S-300 strategy

FOREIGN MINISTERS Sergei Lavrov (C) of Russia, Walid al-Muallem (L) of Syria and Mohammad Javad Zarif of Iran attend a news conference in Moscow in April. (photo credit: REUTERS)
FOREIGN MINISTERS Sergei Lavrov (C) of Russia, Walid al-Muallem (L) of Syria and Mohammad Javad Zarif of Iran attend a news conference in Moscow in April.
(photo credit: REUTERS)
Russia claimed on October 2 that it had completed delivery of the S-300 surface-to-air missile defense system to Syria. The delivery came after Syrians shot down a Russian IL-20 reconnaissance aircraft last month during Israeli air strikes on Syria’s Latakia region. Russian Defense Minister Sergei Shoigu has indicated that although the system will improve Syria’s defenses, it will also take time to train the Syrians to use the system.
This is of importance since Syrian air defense failures led to the killing of the fifteen Russians. If their defense had worked properly it would not have downed the plane of its own ally, even during the tense and confusing period after air strikes by another country.
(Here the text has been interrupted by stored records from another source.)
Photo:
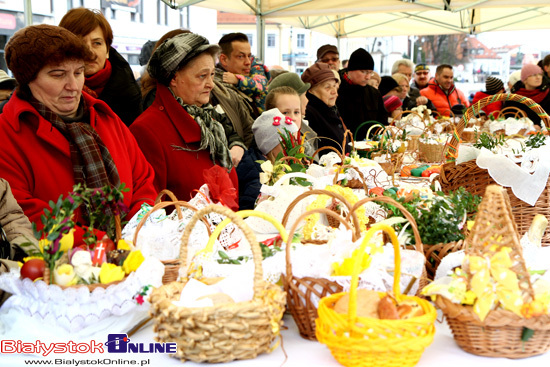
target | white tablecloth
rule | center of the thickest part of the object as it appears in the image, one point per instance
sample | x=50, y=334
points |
x=443, y=352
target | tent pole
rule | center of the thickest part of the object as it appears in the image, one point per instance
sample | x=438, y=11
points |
x=28, y=13
x=260, y=31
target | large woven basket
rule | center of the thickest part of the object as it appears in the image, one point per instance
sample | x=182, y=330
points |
x=475, y=179
x=500, y=333
x=171, y=267
x=224, y=332
x=370, y=342
x=301, y=291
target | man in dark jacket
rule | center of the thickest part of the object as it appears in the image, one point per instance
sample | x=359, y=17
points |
x=357, y=101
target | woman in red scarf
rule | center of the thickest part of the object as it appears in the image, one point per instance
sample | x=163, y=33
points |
x=533, y=86
x=108, y=77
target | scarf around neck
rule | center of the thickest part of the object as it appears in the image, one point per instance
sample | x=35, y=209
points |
x=212, y=133
x=95, y=84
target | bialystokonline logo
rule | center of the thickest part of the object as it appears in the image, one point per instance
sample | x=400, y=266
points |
x=116, y=343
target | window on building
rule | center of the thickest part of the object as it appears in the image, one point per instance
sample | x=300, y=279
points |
x=300, y=40
x=270, y=40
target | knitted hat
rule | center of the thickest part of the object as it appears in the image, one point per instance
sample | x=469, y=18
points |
x=493, y=85
x=318, y=73
x=360, y=59
x=5, y=81
x=323, y=50
x=291, y=80
x=174, y=53
x=528, y=70
x=266, y=129
x=421, y=67
x=387, y=83
x=391, y=103
x=32, y=48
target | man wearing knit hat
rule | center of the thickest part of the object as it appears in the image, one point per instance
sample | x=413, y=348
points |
x=421, y=76
x=442, y=92
x=492, y=86
x=357, y=101
x=329, y=55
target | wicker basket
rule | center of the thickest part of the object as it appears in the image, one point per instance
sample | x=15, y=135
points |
x=171, y=267
x=500, y=333
x=224, y=332
x=418, y=246
x=475, y=179
x=118, y=233
x=362, y=341
x=299, y=301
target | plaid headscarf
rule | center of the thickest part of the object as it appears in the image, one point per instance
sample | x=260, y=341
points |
x=92, y=161
x=174, y=53
x=212, y=133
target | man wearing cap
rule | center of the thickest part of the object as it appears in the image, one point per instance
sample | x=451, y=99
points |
x=234, y=71
x=405, y=67
x=357, y=101
x=329, y=55
x=421, y=76
x=7, y=85
x=492, y=86
x=442, y=93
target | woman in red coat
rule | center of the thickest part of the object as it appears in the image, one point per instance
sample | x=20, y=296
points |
x=181, y=134
x=53, y=135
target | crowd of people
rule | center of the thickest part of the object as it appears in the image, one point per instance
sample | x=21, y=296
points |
x=77, y=115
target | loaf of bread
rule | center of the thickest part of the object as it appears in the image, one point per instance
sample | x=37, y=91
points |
x=367, y=303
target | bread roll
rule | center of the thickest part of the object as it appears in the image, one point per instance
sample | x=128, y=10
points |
x=387, y=309
x=408, y=309
x=367, y=303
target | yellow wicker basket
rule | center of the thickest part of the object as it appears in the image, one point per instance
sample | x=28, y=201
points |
x=361, y=341
x=224, y=332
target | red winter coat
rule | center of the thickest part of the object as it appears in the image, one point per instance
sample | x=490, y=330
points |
x=441, y=100
x=35, y=157
x=165, y=124
x=490, y=108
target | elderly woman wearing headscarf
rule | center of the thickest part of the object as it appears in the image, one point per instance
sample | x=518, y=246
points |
x=54, y=135
x=181, y=134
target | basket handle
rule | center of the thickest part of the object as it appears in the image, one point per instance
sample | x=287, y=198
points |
x=164, y=204
x=328, y=193
x=295, y=227
x=417, y=239
x=239, y=222
x=452, y=146
x=352, y=310
x=335, y=180
x=372, y=122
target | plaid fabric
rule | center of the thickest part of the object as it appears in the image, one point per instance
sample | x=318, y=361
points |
x=92, y=161
x=174, y=52
x=212, y=133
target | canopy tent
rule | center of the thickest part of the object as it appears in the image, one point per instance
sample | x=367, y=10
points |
x=352, y=18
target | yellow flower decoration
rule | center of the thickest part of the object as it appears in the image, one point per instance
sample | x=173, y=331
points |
x=133, y=261
x=493, y=282
x=110, y=273
x=321, y=202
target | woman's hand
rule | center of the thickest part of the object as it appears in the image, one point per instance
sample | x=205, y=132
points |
x=236, y=154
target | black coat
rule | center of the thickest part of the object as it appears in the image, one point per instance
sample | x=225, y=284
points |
x=122, y=92
x=248, y=172
x=358, y=104
x=519, y=88
x=326, y=122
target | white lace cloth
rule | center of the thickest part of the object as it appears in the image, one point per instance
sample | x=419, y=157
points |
x=74, y=310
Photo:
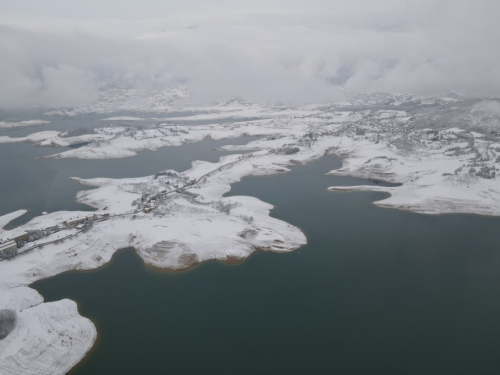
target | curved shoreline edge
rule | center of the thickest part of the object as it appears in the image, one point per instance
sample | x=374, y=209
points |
x=185, y=226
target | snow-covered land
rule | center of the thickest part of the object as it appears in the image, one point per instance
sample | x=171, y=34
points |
x=444, y=152
x=21, y=124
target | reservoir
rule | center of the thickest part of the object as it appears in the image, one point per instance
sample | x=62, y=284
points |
x=375, y=291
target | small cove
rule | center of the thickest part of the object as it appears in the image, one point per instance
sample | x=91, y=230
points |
x=375, y=291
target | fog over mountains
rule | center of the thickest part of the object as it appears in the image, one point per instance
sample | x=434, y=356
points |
x=58, y=55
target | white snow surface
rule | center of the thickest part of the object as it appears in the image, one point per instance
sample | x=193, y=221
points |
x=444, y=154
x=5, y=219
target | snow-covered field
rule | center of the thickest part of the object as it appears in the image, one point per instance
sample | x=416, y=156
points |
x=444, y=152
x=21, y=124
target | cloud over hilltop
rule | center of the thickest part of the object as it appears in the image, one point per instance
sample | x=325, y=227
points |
x=303, y=55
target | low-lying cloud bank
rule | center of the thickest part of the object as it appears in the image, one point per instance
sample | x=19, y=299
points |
x=306, y=56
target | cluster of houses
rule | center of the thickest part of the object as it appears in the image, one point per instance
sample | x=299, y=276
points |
x=10, y=248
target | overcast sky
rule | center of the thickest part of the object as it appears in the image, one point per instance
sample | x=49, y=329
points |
x=62, y=53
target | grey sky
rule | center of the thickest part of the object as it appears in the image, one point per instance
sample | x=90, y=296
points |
x=61, y=53
x=135, y=9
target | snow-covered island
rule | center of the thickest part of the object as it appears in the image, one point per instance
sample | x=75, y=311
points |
x=445, y=153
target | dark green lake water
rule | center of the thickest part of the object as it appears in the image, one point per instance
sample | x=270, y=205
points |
x=45, y=185
x=375, y=291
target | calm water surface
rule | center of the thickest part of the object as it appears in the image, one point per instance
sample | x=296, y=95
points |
x=375, y=291
x=44, y=184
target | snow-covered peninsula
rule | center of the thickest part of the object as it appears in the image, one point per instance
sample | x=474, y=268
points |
x=445, y=153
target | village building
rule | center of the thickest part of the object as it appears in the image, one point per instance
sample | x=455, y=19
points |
x=8, y=249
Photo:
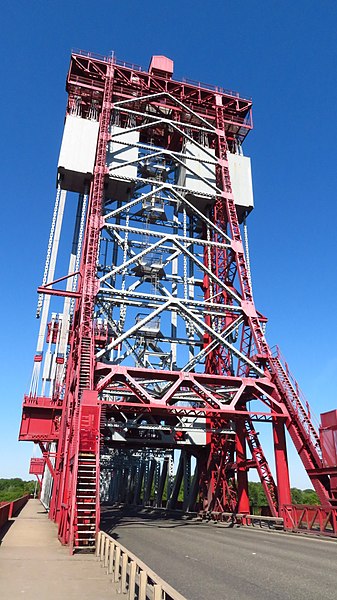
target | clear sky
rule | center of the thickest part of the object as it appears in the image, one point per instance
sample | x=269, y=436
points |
x=283, y=54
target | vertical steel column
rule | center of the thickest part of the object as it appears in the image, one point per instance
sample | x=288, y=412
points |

The US views the deployment of the S-300 as adding fuel to the fire in Syria. State Department Spokeswoman Heather Nauert said on Tuesday that if reports of the missile delivery were correct, it was a “serious escalation.” This is because the S-300 is part of a wider Russian regional strategy in Syria and will bolster the war-torn country’s defenses, which might potentially threaten US and coalition aircraft operating in eastern Syria. The US is still engaged in a war against the remnants of ISIS, and Washington has indicated that American troops will remain in eastern Syria.
The deployment of the S-300 also comes amid heightened tensions in the region. Prime Minister Benjamin Netanyahu spoke to Russian President Vladimir Putin about the S-300 delivery prior to flying to New York for the United National General Assembly meeting last week.
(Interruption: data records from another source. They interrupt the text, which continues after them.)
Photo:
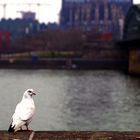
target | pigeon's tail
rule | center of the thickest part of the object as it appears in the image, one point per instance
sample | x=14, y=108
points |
x=11, y=128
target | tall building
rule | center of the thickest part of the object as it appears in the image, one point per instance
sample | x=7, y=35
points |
x=105, y=15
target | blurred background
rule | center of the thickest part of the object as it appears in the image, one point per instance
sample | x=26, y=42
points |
x=80, y=56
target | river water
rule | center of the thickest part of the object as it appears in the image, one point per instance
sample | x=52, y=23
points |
x=73, y=100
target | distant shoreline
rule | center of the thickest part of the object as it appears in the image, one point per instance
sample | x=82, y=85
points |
x=65, y=64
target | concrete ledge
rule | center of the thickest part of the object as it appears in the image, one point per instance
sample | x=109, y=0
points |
x=69, y=135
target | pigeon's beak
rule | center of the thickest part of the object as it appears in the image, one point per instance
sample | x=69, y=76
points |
x=33, y=93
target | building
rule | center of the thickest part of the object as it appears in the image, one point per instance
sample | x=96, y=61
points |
x=105, y=15
x=28, y=15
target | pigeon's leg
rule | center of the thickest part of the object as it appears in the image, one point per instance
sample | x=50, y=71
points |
x=27, y=126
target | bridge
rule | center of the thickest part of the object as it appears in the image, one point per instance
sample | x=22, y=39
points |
x=131, y=39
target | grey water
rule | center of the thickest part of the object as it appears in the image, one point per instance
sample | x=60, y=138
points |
x=73, y=100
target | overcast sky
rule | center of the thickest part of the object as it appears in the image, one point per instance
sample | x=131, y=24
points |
x=47, y=12
x=136, y=1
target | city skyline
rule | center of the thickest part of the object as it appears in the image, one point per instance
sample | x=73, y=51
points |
x=47, y=11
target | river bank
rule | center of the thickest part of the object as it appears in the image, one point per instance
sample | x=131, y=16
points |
x=65, y=64
x=70, y=135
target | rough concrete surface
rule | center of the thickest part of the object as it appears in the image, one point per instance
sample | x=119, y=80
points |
x=69, y=135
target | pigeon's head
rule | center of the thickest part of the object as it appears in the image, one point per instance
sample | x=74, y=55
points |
x=29, y=93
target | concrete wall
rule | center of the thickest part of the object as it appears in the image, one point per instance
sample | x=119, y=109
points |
x=69, y=135
x=134, y=61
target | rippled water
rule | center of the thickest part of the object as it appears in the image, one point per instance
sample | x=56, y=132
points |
x=73, y=100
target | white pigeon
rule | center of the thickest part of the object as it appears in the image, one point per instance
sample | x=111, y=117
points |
x=24, y=112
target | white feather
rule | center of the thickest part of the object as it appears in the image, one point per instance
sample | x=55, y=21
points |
x=24, y=111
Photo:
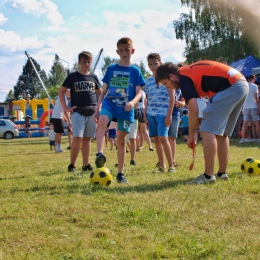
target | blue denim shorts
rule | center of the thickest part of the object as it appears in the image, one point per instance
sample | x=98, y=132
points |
x=157, y=126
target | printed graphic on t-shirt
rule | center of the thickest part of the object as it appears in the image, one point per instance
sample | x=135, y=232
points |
x=118, y=91
x=84, y=86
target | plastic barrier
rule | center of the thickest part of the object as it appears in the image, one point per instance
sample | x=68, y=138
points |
x=33, y=103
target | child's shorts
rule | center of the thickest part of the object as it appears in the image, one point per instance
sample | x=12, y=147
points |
x=133, y=129
x=112, y=133
x=173, y=130
x=122, y=125
x=157, y=126
x=185, y=130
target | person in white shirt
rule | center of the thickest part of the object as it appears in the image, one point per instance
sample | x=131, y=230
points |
x=251, y=109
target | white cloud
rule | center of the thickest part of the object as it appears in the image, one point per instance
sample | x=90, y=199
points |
x=10, y=41
x=38, y=8
x=2, y=19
During his speech, Netanyahu pointed to a secret nuclear warehouse in Tehran and referenced Hezbollah’s increasing entrenchment in Lebanon.
Israel wanted the International Atomic Energy Agency to inspect the Tehran site. “The IAEA should inspect the site and immediately send inspectors there with Geiger counters,” a statement from Jerusalem said.
Both Lebanon and Iran have mocked Israel’s claims. Lebanese foreign minister Gebran Bassil took diplomats on a tour of an alleged missile site near Beirut’s airport. “We refuse to have missile sites near the airport,” he told ambassadors, while claiming Israel was using the allegation as an excuse for “aggression.” Jerusalem’s claims would impact the “stability of the region,” he said.
Iran’s Press TV also took viewers on a tour of the exterior of the warehouse Netanyahu had alleged was a secret site. Iran’s regime has sought to show that the IAEA is not concerned about Jerusalem’s claims.
This must be understood in the context of a war of narratives between Iran and Israel. Tehran is seeking to salvage the Iran deal signed in 2015 and wants to present itself as a stable player in the region, obeying international law while presenting Israel and the US as aggressors. Lebanon also wants to shrug off allegations about Hezbollah’s increasing role in the country.
However, Iran also wants to project its military power across the region. On Monday morning if fired six ballistic missiles at an area near Albukamal in Syria. Tehran says the missiles were fired in retaliation for a September 22 attack by ISIS in Ahvaz which targeted an Iranian military parade. On Tuesday Syria’s foreign minister acknowledged that Iran coordinated the missile attack with Damascus. But the missiles flew over 500 km. of Iraqi territory and landed within miles of US forces, potentially endangering lives in Iraq and elsewhere, and also endangering air traffic.
The Iranian Revolutionary Guard Corps, which fired the missiles, also wrote on them “death to America,” “death to Israel,” and “death to al-Saud,” a reference to Saudi Arabia. This is not the behavior of a regime that obeys international law. Iran cannot present itself as a moderate state when it wishes death on whole countries and peoples.
The S-300s in Syria help bolster Iran’s reckless entrenchment there and are part of the larger picture of its bullying attempt to dominate the region. While Russia has legitimate concerns about safeguarding its personnel, the Syrian regime must understand that the S-300 will not protect Iran and its proxies, whose continued threat to the region must not go unchallenged.